Fix segmented load-store register layout
Order of operations from memory PoV is unchanged.
Order of register access is changed.
The fix is now complete, affected tests are enabled.
Change-Id: Ib7bf17b0d60c18a8b0b4cb8163277cd0afe8e37c
diff --git a/hdl/chisel/src/kelvin/scalar/Lsu.scala b/hdl/chisel/src/kelvin/scalar/Lsu.scala
index 0e603fd..832db87 100644
--- a/hdl/chisel/src/kelvin/scalar/Lsu.scala
+++ b/hdl/chisel/src/kelvin/scalar/Lsu.scala
@@ -276,6 +276,10 @@
val elemWidth = UInt(3.W)
val nfields = UInt(3.W)
val segment = UInt(3.W)
+ // Add this to find the next segment.
+ val nextSegmentVectorOffset = UInt(3.W)

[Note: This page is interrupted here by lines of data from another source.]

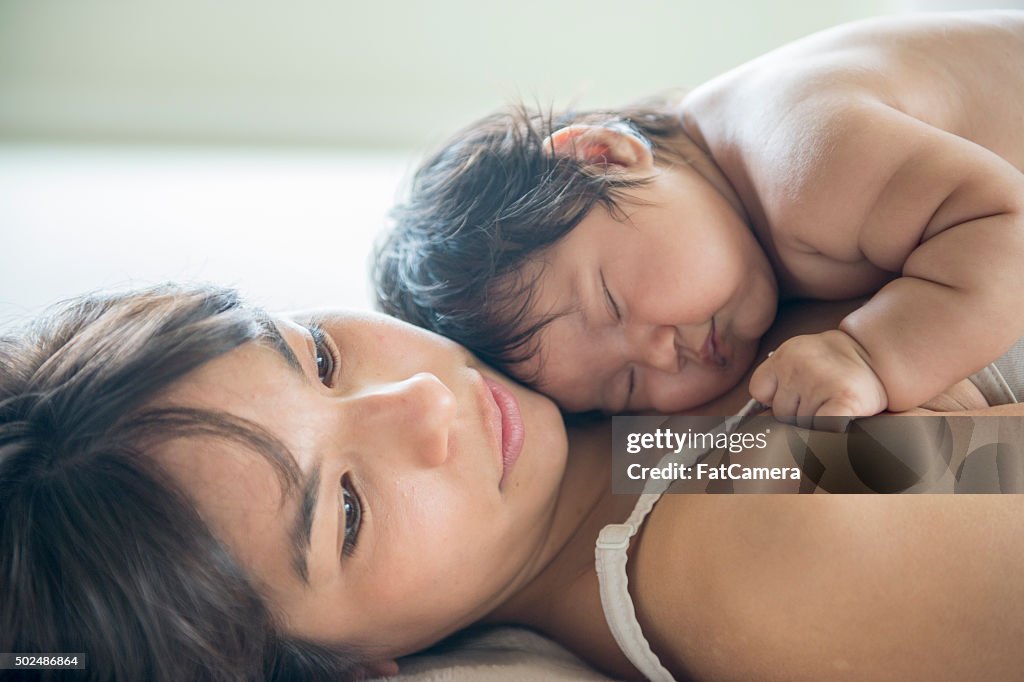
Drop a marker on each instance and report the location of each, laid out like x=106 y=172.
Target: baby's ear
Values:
x=601 y=145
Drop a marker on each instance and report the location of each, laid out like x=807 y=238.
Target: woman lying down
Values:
x=193 y=489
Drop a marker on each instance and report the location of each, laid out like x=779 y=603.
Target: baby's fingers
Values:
x=764 y=382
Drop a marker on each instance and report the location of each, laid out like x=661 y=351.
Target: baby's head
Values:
x=586 y=255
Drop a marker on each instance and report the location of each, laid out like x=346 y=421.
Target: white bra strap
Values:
x=610 y=555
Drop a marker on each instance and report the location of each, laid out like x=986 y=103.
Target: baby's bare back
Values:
x=806 y=133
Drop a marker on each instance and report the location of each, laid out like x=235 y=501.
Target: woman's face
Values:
x=427 y=479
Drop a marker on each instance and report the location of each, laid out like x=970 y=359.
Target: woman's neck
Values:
x=584 y=506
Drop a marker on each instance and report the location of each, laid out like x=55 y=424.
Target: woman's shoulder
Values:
x=795 y=587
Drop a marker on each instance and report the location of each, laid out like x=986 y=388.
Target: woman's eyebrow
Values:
x=271 y=334
x=301 y=530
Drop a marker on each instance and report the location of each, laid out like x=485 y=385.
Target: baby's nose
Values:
x=657 y=348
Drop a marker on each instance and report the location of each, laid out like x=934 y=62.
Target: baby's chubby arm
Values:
x=948 y=216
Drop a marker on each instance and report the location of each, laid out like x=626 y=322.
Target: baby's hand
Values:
x=816 y=377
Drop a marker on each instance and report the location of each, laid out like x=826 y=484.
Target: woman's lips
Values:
x=711 y=352
x=512 y=431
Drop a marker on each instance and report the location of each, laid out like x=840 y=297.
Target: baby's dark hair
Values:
x=479 y=209
x=100 y=553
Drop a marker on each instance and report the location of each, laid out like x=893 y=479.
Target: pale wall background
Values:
x=261 y=143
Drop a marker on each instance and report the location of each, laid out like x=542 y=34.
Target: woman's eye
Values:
x=352 y=509
x=612 y=306
x=326 y=359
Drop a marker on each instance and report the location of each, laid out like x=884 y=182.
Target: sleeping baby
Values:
x=630 y=259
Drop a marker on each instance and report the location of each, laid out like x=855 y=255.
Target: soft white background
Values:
x=261 y=143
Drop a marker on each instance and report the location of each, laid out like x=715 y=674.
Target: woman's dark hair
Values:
x=99 y=552
x=480 y=208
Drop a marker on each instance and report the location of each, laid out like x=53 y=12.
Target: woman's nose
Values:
x=655 y=347
x=410 y=419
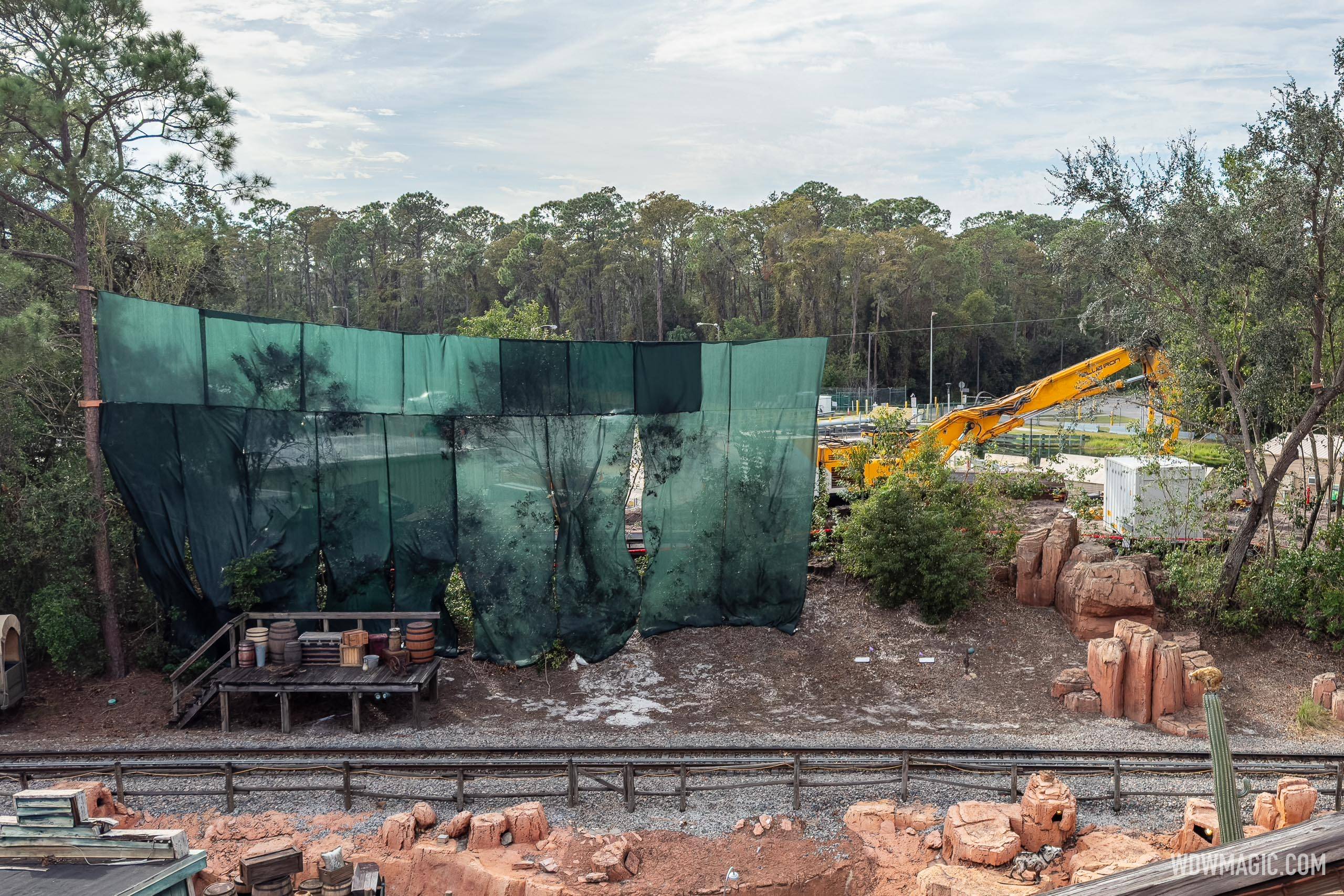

+ // Subtract this to find the first segment in the next lmul.
+ val nextLmulVectorRewind = UInt(3.W)
// If the slot has no pending tasks and can accept a new operation
def slotIdle(): Bool = {
@@ -322,6 +326,8 @@
result.baseAddr := baseAddr
result.elemStride := elemStride
result.segmentStride := segmentStride
+ result.nextSegmentVectorOffset := nextSegmentVectorOffset
+ result.nextLmulVectorRewind := nextLmulVectorRewind
val segmentBaseAddr = baseAddr + (segmentStride * segment)
@@ -382,6 +388,8 @@
result.elemWidth := elemWidth
result.nfields := nfields
result.segment := segment
+ result.nextSegmentVectorOffset := nextSegmentVectorOffset
+ result.nextLmulVectorRewind := nextLmulVectorRewind
result
}
@@ -405,6 +413,8 @@
result.segmentStride := segmentStride
result.elemWidth := elemWidth
result.nfields := nfields
+ result.nextSegmentVectorOffset := nextSegmentVectorOffset
+ result.nextLmulVectorRewind := nextLmulVectorRewind
val vectorWriteback = writeback && LsuOp.isVector(op)
@@ -447,7 +457,12 @@
(baseAddr + (nfields * 16.U) + 16.U),
// Indexed don't have base addr changed.
))
- result.rd := rd + 1.U // Move to next vector register
+ result.rd := MuxCase(rd, Seq(
+ // Finished one lmul, start from segment 0 again
+ lmulUpdate -> (rd - nextLmulVectorRewind + 1.U),
+ // Finished one segment, proceed to next
+ vectorWriteback -> (rd + nextSegmentVectorOffset),
+ ))
result
}
@@ -479,6 +494,8 @@
result.elemWidth := elemWidth
result.nfields := nfields
result.segment := segment
+ result.nextSegmentVectorOffset := nextSegmentVectorOffset
+ result.nextLmulVectorRewind := nextLmulVectorRewind
result
}
@@ -524,11 +541,17 @@
result.store := uop.store
result.pc := uop.pc
if (p.enableRvv) {
- result.lmul := uop.lmul.getOrElse(0.U)
- result.nfields := Mux(LsuOp.isVector(uop.op), uop.nfields.get, 0.U)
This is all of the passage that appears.